From a 20-something empowering youth volunteerism to an almost 90-year-old’s lifetime of volunteer service, the 2019 Women of Achievement (WOA) are among the most diverse class in the storied St. Louis nonprofit’s history.
“This year’s honorees have filled voids with viable opportunities,” says WOA President Gwendolyn Packnett, Ph.D. “These women are being recognized for their outstanding volunteer service and leadership, and have impacted the well-being of countless women and organizations across the region.”
The new WOA class will be honored at the 2019 Women of Achievement Luncheon on May 14 at The Ritz-Carlton, St. Louis in Clayton. WOA was created in 1955 by the now-defunct St. Louis Globe-Democrat to recognize the volunteer achievements of local women committed to improving the quality of life across the metro area. The organization celebrates its 64th anniversary in 2019. In 1993, WOA became a nonprofit organization, and it continues its work today as St. Louis’ longest-running program honoring area women for their volunteerism.
This year, more than 100 women were nominated by peers, colleagues, friends and family members. The final selection committee comprises community leaders, WOA members and WOA Gold and Platinum sponsors, Packnett says.
The distinguished 2019 class includes Jill Aul, honored in the Social Justice category for founding the St.

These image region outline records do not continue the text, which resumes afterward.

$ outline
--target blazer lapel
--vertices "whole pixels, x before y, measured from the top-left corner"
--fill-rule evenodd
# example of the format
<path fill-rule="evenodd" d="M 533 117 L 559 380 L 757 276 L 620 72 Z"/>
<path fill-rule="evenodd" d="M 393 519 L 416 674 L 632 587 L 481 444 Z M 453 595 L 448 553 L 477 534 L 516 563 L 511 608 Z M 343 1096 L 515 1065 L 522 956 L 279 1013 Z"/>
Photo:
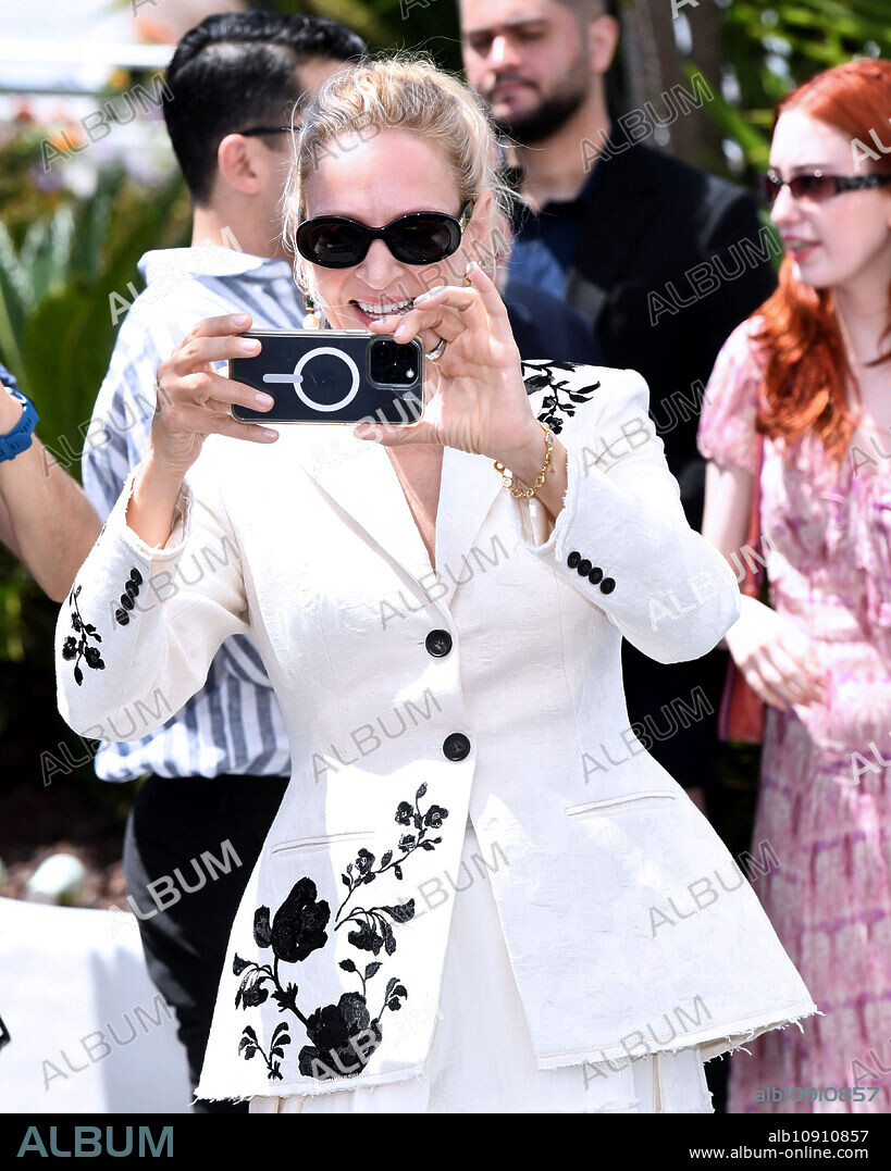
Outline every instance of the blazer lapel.
<path fill-rule="evenodd" d="M 347 520 L 412 577 L 429 580 L 430 559 L 386 450 L 354 438 L 348 426 L 301 430 L 315 432 L 301 443 L 304 467 Z"/>
<path fill-rule="evenodd" d="M 355 439 L 349 427 L 294 429 L 300 463 L 320 487 L 360 526 L 381 552 L 429 590 L 435 580 L 446 587 L 440 601 L 448 605 L 456 587 L 467 580 L 468 554 L 501 491 L 501 479 L 485 456 L 447 447 L 436 512 L 436 578 L 402 485 L 386 450 Z M 307 434 L 307 432 L 313 432 Z M 490 553 L 490 549 L 484 549 Z M 469 562 L 470 567 L 475 560 Z M 440 586 L 436 590 L 438 597 Z"/>
<path fill-rule="evenodd" d="M 501 491 L 501 477 L 488 457 L 446 448 L 436 513 L 436 575 L 446 586 L 444 605 L 472 575 L 475 540 Z"/>

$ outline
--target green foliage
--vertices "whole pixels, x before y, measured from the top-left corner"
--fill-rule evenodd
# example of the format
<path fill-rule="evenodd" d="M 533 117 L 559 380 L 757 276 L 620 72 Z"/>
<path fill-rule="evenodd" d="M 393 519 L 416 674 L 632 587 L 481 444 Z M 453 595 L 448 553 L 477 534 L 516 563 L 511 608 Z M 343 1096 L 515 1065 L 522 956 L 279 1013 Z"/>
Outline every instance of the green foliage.
<path fill-rule="evenodd" d="M 887 0 L 733 0 L 722 7 L 723 57 L 739 97 L 725 101 L 717 80 L 708 77 L 716 95 L 708 110 L 747 166 L 766 169 L 774 107 L 790 89 L 858 56 L 891 56 L 890 16 Z"/>
<path fill-rule="evenodd" d="M 0 224 L 0 362 L 34 399 L 42 443 L 75 477 L 114 348 L 109 297 L 132 301 L 144 252 L 188 244 L 189 214 L 178 177 L 152 190 L 114 170 L 90 200 L 59 198 L 18 245 Z M 21 662 L 50 611 L 55 604 L 0 550 L 0 662 Z"/>
<path fill-rule="evenodd" d="M 178 178 L 147 191 L 115 170 L 90 200 L 35 220 L 19 248 L 0 225 L 0 362 L 34 399 L 41 440 L 74 475 L 114 347 L 110 297 L 132 301 L 140 256 L 188 242 L 188 224 Z"/>

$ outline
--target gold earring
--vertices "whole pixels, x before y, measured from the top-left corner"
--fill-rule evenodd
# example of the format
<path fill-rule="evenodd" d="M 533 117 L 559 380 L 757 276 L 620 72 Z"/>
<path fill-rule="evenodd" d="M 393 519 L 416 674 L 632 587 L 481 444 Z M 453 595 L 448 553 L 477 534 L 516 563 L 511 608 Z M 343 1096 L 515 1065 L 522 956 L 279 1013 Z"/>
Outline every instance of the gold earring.
<path fill-rule="evenodd" d="M 306 316 L 304 317 L 304 329 L 321 329 L 321 317 L 315 310 L 315 302 L 308 289 L 304 292 L 306 301 Z"/>

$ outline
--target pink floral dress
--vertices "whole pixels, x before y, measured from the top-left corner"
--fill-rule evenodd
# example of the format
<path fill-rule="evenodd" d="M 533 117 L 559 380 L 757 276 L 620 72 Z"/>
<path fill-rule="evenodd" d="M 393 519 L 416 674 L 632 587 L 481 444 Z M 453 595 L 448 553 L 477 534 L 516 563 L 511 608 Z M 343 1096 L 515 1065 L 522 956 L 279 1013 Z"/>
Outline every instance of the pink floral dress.
<path fill-rule="evenodd" d="M 743 322 L 717 357 L 699 448 L 754 473 L 750 330 Z M 838 466 L 810 437 L 785 459 L 764 443 L 771 605 L 814 639 L 828 687 L 824 703 L 768 708 L 753 854 L 780 864 L 755 888 L 824 1015 L 736 1054 L 730 1112 L 891 1111 L 890 440 L 858 439 L 856 468 L 853 447 Z M 774 1087 L 801 1087 L 801 1101 L 764 1101 Z"/>

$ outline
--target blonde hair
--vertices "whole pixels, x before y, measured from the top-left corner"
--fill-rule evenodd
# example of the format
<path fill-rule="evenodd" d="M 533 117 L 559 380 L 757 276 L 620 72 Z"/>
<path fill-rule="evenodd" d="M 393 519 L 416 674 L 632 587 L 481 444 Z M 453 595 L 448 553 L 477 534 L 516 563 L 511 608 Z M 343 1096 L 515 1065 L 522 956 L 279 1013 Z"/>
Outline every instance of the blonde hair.
<path fill-rule="evenodd" d="M 499 225 L 495 234 L 503 234 L 505 220 L 510 222 L 512 194 L 499 178 L 498 146 L 489 117 L 470 89 L 428 57 L 400 54 L 345 66 L 299 116 L 302 125 L 295 135 L 283 197 L 283 239 L 294 256 L 298 281 L 295 234 L 306 215 L 306 185 L 327 155 L 349 150 L 348 145 L 338 146 L 340 136 L 359 135 L 368 141 L 393 129 L 440 143 L 455 173 L 462 206 L 490 192 L 495 205 L 490 225 Z M 502 246 L 501 254 L 504 251 Z M 491 255 L 497 262 L 499 252 L 494 249 Z"/>

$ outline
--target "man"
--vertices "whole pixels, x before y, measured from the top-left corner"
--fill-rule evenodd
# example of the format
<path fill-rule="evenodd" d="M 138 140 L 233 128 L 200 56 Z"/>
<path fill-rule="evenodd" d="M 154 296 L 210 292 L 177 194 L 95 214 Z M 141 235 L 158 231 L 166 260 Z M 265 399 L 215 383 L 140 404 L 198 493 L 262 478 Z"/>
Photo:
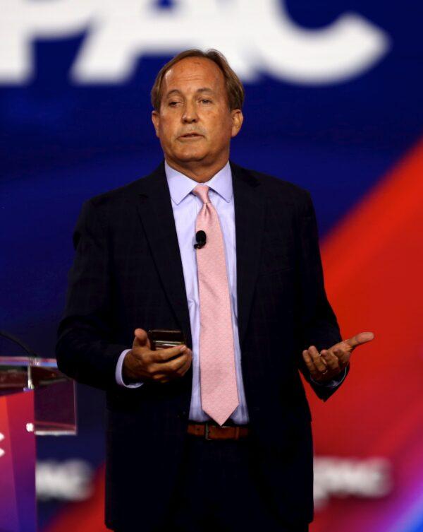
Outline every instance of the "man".
<path fill-rule="evenodd" d="M 85 204 L 57 344 L 106 391 L 106 525 L 303 532 L 298 370 L 326 400 L 372 334 L 341 341 L 308 193 L 228 162 L 244 93 L 223 56 L 178 54 L 152 95 L 165 162 Z M 186 345 L 152 350 L 150 328 Z"/>

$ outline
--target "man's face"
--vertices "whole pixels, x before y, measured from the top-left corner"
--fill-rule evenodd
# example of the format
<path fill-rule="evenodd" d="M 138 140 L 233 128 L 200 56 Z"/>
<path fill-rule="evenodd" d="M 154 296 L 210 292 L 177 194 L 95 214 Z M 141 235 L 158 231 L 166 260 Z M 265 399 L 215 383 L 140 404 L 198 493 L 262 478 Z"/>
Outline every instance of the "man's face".
<path fill-rule="evenodd" d="M 217 65 L 205 58 L 187 57 L 166 73 L 160 110 L 153 111 L 152 120 L 166 160 L 189 167 L 221 160 L 224 165 L 243 115 L 240 110 L 229 110 Z"/>

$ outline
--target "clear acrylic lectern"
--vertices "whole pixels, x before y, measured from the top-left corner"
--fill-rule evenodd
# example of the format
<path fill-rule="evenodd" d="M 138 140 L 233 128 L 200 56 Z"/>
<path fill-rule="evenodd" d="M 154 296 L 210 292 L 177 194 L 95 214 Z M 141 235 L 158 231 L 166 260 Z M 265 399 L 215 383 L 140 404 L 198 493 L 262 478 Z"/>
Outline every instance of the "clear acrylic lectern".
<path fill-rule="evenodd" d="M 75 435 L 75 401 L 56 360 L 0 357 L 1 532 L 36 532 L 35 435 Z"/>

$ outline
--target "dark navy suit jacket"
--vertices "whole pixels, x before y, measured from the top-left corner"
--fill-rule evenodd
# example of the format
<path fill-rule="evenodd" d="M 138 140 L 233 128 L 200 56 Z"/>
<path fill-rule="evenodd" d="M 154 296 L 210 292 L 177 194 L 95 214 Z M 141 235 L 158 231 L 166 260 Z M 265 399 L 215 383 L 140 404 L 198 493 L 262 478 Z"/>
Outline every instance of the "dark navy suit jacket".
<path fill-rule="evenodd" d="M 238 329 L 256 459 L 283 519 L 312 519 L 311 416 L 302 350 L 339 329 L 324 291 L 306 191 L 231 163 Z M 157 526 L 174 484 L 188 422 L 192 372 L 125 389 L 118 358 L 137 327 L 182 329 L 192 348 L 182 264 L 164 165 L 85 203 L 74 235 L 59 330 L 59 367 L 106 393 L 106 523 Z M 326 400 L 335 388 L 311 383 Z"/>

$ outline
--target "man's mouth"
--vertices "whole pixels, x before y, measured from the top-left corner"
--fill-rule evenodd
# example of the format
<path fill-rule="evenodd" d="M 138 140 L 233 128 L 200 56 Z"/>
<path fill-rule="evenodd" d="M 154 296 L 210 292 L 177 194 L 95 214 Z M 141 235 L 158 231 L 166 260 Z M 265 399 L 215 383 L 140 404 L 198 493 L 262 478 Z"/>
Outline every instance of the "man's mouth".
<path fill-rule="evenodd" d="M 185 133 L 185 135 L 181 135 L 180 138 L 195 138 L 197 137 L 202 136 L 198 133 Z"/>

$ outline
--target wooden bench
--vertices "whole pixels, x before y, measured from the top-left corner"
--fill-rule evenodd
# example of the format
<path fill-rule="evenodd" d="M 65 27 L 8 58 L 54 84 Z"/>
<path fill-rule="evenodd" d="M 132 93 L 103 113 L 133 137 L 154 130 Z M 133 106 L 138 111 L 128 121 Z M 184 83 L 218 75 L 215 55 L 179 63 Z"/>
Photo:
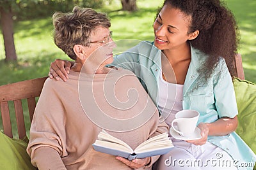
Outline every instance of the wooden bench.
<path fill-rule="evenodd" d="M 240 54 L 236 56 L 235 61 L 237 76 L 244 80 L 244 74 Z M 8 102 L 13 101 L 14 103 L 19 138 L 22 139 L 26 136 L 26 131 L 21 99 L 27 100 L 30 121 L 32 121 L 36 106 L 36 97 L 40 96 L 47 78 L 39 78 L 0 86 L 0 105 L 3 127 L 4 133 L 10 138 L 13 138 L 13 132 Z"/>

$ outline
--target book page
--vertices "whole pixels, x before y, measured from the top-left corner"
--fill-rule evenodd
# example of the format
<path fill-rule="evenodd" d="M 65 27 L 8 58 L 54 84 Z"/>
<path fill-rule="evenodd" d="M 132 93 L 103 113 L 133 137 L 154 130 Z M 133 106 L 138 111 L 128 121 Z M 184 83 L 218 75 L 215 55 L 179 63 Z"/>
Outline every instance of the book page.
<path fill-rule="evenodd" d="M 131 148 L 130 147 L 125 147 L 125 146 L 120 145 L 118 143 L 96 140 L 93 145 L 99 146 L 103 146 L 106 148 L 113 149 L 113 150 L 119 150 L 123 152 L 126 152 L 129 154 L 133 153 L 133 150 L 132 148 Z"/>
<path fill-rule="evenodd" d="M 137 146 L 137 148 L 142 147 L 143 146 L 147 145 L 148 143 L 154 143 L 156 141 L 166 141 L 167 139 L 169 140 L 168 134 L 166 132 L 163 133 L 157 136 L 154 136 L 153 138 L 151 138 L 147 141 L 143 142 Z"/>
<path fill-rule="evenodd" d="M 119 145 L 122 145 L 123 146 L 124 146 L 127 148 L 129 148 L 129 150 L 133 151 L 133 150 L 130 147 L 130 146 L 128 145 L 128 144 L 127 144 L 124 141 L 110 135 L 109 134 L 108 134 L 107 132 L 106 132 L 104 130 L 102 130 L 102 131 L 99 134 L 98 138 L 99 138 L 99 140 L 100 140 L 100 141 L 109 142 L 109 143 L 116 143 Z M 104 144 L 104 145 L 105 145 L 105 143 L 101 143 L 101 144 Z M 104 146 L 104 145 L 102 145 L 102 146 Z"/>

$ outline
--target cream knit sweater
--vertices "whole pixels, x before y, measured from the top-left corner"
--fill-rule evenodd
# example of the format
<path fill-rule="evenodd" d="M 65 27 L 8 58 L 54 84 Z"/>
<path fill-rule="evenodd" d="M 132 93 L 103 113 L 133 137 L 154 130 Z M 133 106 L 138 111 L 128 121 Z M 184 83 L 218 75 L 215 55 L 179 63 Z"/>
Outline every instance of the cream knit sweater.
<path fill-rule="evenodd" d="M 137 92 L 130 93 L 129 89 L 132 89 Z M 127 106 L 122 104 L 125 105 L 127 100 L 132 101 L 133 96 L 136 97 L 133 105 L 120 109 Z M 116 100 L 112 100 L 114 97 Z M 133 149 L 147 139 L 168 132 L 168 126 L 164 121 L 160 122 L 158 110 L 148 98 L 134 73 L 121 68 L 107 74 L 95 75 L 71 71 L 67 82 L 47 79 L 30 129 L 27 152 L 32 164 L 39 169 L 131 169 L 115 156 L 95 151 L 92 145 L 102 127 L 107 128 L 108 132 Z M 121 105 L 113 106 L 116 101 Z M 152 116 L 147 117 L 149 120 L 145 118 L 140 127 L 138 127 L 136 120 L 130 125 L 123 121 L 145 113 L 144 110 L 153 112 L 146 113 Z M 108 122 L 100 116 L 98 118 L 95 114 L 100 114 L 100 111 L 102 115 L 104 113 L 123 123 Z M 131 129 L 132 124 L 135 126 L 132 131 L 115 132 L 115 129 Z M 151 169 L 158 158 L 151 157 L 150 164 L 143 168 Z"/>

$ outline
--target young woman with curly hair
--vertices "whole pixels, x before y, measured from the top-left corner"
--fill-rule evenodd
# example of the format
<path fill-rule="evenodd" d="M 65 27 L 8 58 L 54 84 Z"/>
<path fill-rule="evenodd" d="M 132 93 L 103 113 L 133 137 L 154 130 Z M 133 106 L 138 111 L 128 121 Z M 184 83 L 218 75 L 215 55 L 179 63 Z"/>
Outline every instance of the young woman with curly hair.
<path fill-rule="evenodd" d="M 162 155 L 155 168 L 241 169 L 238 164 L 254 163 L 255 153 L 234 132 L 238 111 L 232 66 L 238 35 L 232 13 L 220 0 L 166 0 L 154 29 L 154 42 L 141 42 L 111 65 L 140 78 L 169 125 L 177 112 L 198 111 L 202 136 L 180 140 L 170 134 L 176 147 Z M 49 76 L 67 80 L 70 66 L 56 60 Z"/>

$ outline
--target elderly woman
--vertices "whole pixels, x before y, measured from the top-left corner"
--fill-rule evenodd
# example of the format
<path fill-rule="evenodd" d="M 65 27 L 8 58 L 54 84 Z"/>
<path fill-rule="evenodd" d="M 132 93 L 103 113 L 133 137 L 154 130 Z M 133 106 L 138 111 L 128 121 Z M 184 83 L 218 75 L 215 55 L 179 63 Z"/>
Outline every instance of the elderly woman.
<path fill-rule="evenodd" d="M 55 44 L 76 62 L 68 82 L 44 84 L 27 148 L 32 164 L 39 169 L 151 169 L 159 156 L 124 164 L 92 147 L 102 129 L 132 149 L 168 129 L 134 73 L 105 67 L 116 46 L 106 15 L 75 7 L 55 13 L 53 24 Z"/>

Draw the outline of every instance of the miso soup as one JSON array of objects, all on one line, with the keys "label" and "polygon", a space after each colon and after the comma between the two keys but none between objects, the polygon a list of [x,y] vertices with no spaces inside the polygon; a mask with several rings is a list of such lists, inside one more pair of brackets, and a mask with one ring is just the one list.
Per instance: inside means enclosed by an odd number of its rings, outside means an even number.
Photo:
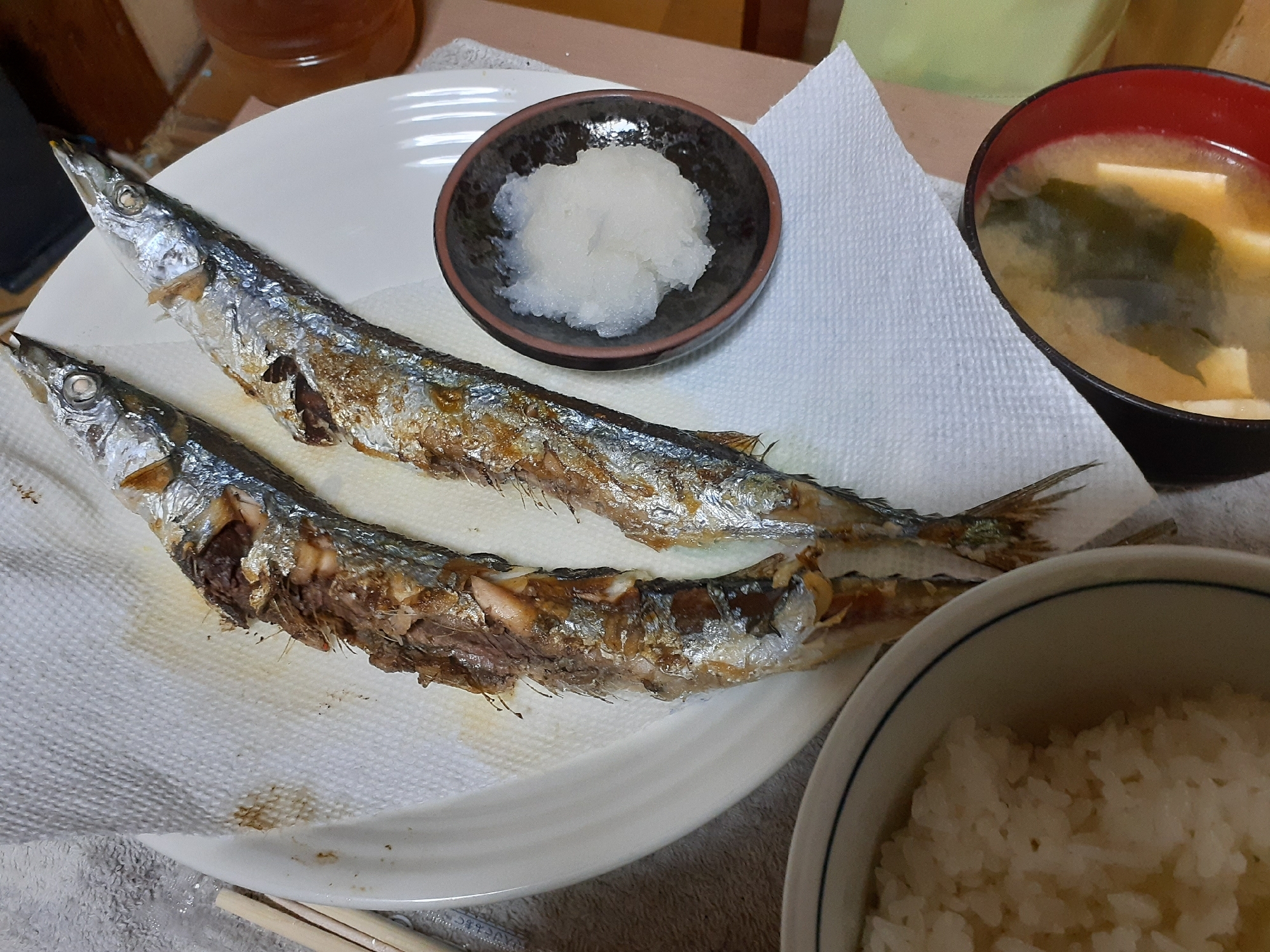
[{"label": "miso soup", "polygon": [[984,260],[1054,349],[1130,393],[1270,419],[1270,171],[1206,142],[1077,136],[975,209]]}]

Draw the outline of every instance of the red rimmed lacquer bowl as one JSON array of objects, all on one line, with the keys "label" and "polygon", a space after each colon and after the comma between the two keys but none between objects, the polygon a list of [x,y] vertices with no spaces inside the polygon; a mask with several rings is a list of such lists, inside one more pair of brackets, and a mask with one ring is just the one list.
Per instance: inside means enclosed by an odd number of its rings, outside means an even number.
[{"label": "red rimmed lacquer bowl", "polygon": [[1097,410],[1147,479],[1209,482],[1270,471],[1270,420],[1177,410],[1100,380],[1027,325],[984,260],[975,204],[1006,169],[1053,142],[1114,132],[1199,140],[1270,165],[1270,86],[1214,70],[1129,66],[1043,89],[1011,109],[979,147],[966,179],[961,232],[1019,327]]}]

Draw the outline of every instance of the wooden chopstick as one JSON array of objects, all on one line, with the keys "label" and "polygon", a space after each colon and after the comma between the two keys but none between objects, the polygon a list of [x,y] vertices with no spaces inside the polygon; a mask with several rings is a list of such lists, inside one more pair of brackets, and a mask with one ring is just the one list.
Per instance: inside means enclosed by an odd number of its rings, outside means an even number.
[{"label": "wooden chopstick", "polygon": [[[349,942],[356,942],[358,946],[368,948],[371,952],[406,952],[400,946],[391,946],[387,942],[376,938],[375,935],[364,933],[361,929],[354,929],[352,925],[339,922],[339,919],[333,919],[325,913],[319,913],[316,909],[314,909],[312,906],[307,906],[304,902],[293,902],[290,899],[282,899],[281,896],[269,896],[269,895],[267,895],[265,899],[268,899],[271,902],[274,902],[276,905],[282,906],[292,915],[297,915],[305,922],[310,922],[314,925],[325,929],[326,932],[334,933],[335,935],[348,939]],[[376,918],[378,919],[380,916]]]},{"label": "wooden chopstick", "polygon": [[216,905],[249,923],[298,942],[314,952],[460,952],[455,946],[361,909],[339,909],[265,896],[265,905],[234,890],[216,894]]},{"label": "wooden chopstick", "polygon": [[312,952],[366,952],[364,946],[358,946],[325,929],[319,929],[316,925],[310,925],[302,919],[296,919],[281,909],[267,906],[264,902],[257,902],[254,899],[249,899],[234,890],[221,890],[217,892],[216,905],[240,919],[255,923],[262,929],[276,932],[283,938],[298,942],[305,948],[311,948]]},{"label": "wooden chopstick", "polygon": [[432,938],[432,935],[424,935],[414,929],[398,925],[391,919],[385,919],[382,915],[376,915],[375,913],[367,913],[362,909],[320,906],[312,902],[306,902],[305,905],[316,913],[338,919],[345,925],[364,932],[367,935],[373,935],[380,942],[395,946],[401,952],[461,952],[448,942],[442,942],[441,939]]}]

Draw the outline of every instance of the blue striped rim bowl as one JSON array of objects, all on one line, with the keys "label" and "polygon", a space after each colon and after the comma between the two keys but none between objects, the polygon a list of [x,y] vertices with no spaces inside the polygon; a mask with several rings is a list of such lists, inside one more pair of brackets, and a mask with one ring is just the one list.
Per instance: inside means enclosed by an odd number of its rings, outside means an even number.
[{"label": "blue striped rim bowl", "polygon": [[1045,743],[1050,727],[1223,682],[1270,697],[1270,559],[1104,548],[949,603],[869,671],[824,743],[790,844],[781,948],[859,948],[880,845],[958,717]]}]

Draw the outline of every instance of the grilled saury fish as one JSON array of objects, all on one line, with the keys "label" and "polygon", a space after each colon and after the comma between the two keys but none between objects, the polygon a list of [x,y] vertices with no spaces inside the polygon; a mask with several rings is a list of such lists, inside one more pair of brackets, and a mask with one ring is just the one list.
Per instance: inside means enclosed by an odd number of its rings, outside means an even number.
[{"label": "grilled saury fish", "polygon": [[688,433],[552,393],[349,314],[157,188],[70,143],[57,156],[132,275],[306,443],[344,439],[436,476],[518,484],[654,548],[721,538],[916,542],[998,569],[1049,546],[1031,524],[1086,467],[952,517],[766,466],[742,434]]},{"label": "grilled saury fish", "polygon": [[523,677],[673,698],[898,637],[974,585],[827,579],[812,559],[668,581],[460,555],[349,519],[202,420],[14,338],[13,360],[56,426],[229,619],[321,650],[343,642],[424,684],[495,694]]}]

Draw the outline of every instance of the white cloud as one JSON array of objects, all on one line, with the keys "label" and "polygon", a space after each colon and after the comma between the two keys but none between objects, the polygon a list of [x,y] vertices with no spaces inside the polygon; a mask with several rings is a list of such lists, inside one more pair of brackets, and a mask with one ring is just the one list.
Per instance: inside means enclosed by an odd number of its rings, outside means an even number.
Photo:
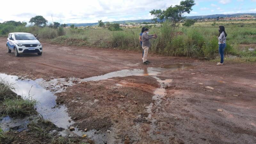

Charles chapter of PFLAG that supports LGBTQ community members and Simone Bernstein, a 26-year-old active volunteer since age 12, recognized in the Youth Empowerment category for co-founding VolunTEEN Nation, a comprehensive database for youth to find volunteer opportunities in the metro area.
This year’s recipients also include Jessica Bueler, lauded in the Community Betterment category for creating Welcome Neighbor STL to empower refugees to build their own businesses and directly contribute to the local economy, and Valeda Keys, a two-time breast cancer survivor, honored in the Health Advocacy category for launching Valeda’s Hope, a nonprofit dedicated to increasing breast cancer awareness through education and early detection.
Honorees likewise include Jo Ann Taylor Kindle, awarded in the Spirit of Giving category for helping nonprofits achieve their goals in serving the community through her charitable roles as chairman of the Enterprise Holdings Foundation and president of the Crawford Taylor Foundation, and Kalen McAllister, a retired prison chaplain, recognized in the Social Enterprise category for creating Laughing Bear Bakery to offer ex-felons employment opportunities.
Additionally, Mary Lieber Schoolman will be honored in the Civic Responsibility category for championing arts and education, as well as supporting community members with HIV/AIDS, through organizations including COCA, City Academy and Doorways. Similarly, Mary Harper Thomas will be awarded in the Educational Enrichment category for her role in making higher education accessible for black youth from lower-income and first-generation college households through organizations including St. Louis Morehouse College Parents Association, the Auxiliary to the Mound City Medical Forum and the St. Louis Chapter of The Links Inc.
Finally, Cindy Lander Wallach will be recognized in the Youth & Family category for starting Birthday Joy, a nonprofit ensuring every young person receives a gift and is made to feel special on his or her birthday, and Ms. Ollie Tucker Ward will be lauded with a Lifetime Service award for more than seven decades of volunteer efforts, including serving the NAACP and Miriam Switching Post resale shop, among many other organizations.
The annual WOA luncheon, chaired by Eva Frazer, M.D. (WOA Class of 2014) and co-chaired by Joni Karandjeff (WOA Class of 2008), serves as a thank-you to recipients, Packnett says. “The awards luncheon gives the community a better understanding of the heart and the pulse of what volunteer leadership and volunteer service looks like in the St. Louis region,” she says, “and it provides opportunities for [recipients] to tell their stories, and in doing so, others may be inspired to volunteer and support current volunteer work.”
Last year, the event drew more than 800 attendees, and Packnett says the organization is hopeful for another great response from the community this year. “We are excited about the community coming together to recognize this outstanding group of women, who have been selfless in their deeds and tireless in their acts of service,” she says.
The informational and inspirational event bridges the gap between volunteer services and those who need them across the metro area, Packnett says. “So much of the community may not be aware of the wealth of volunteer service opportunities in our region,” she says. “At the 2019 Women of Achievement Awards luncheon, people may learn how to become supporters of the myriad of volunteer services and volunteer leadership presented. For certain, everyone will be awe-inspired by the phenomenal volunteerism of women in the St. Louis region.”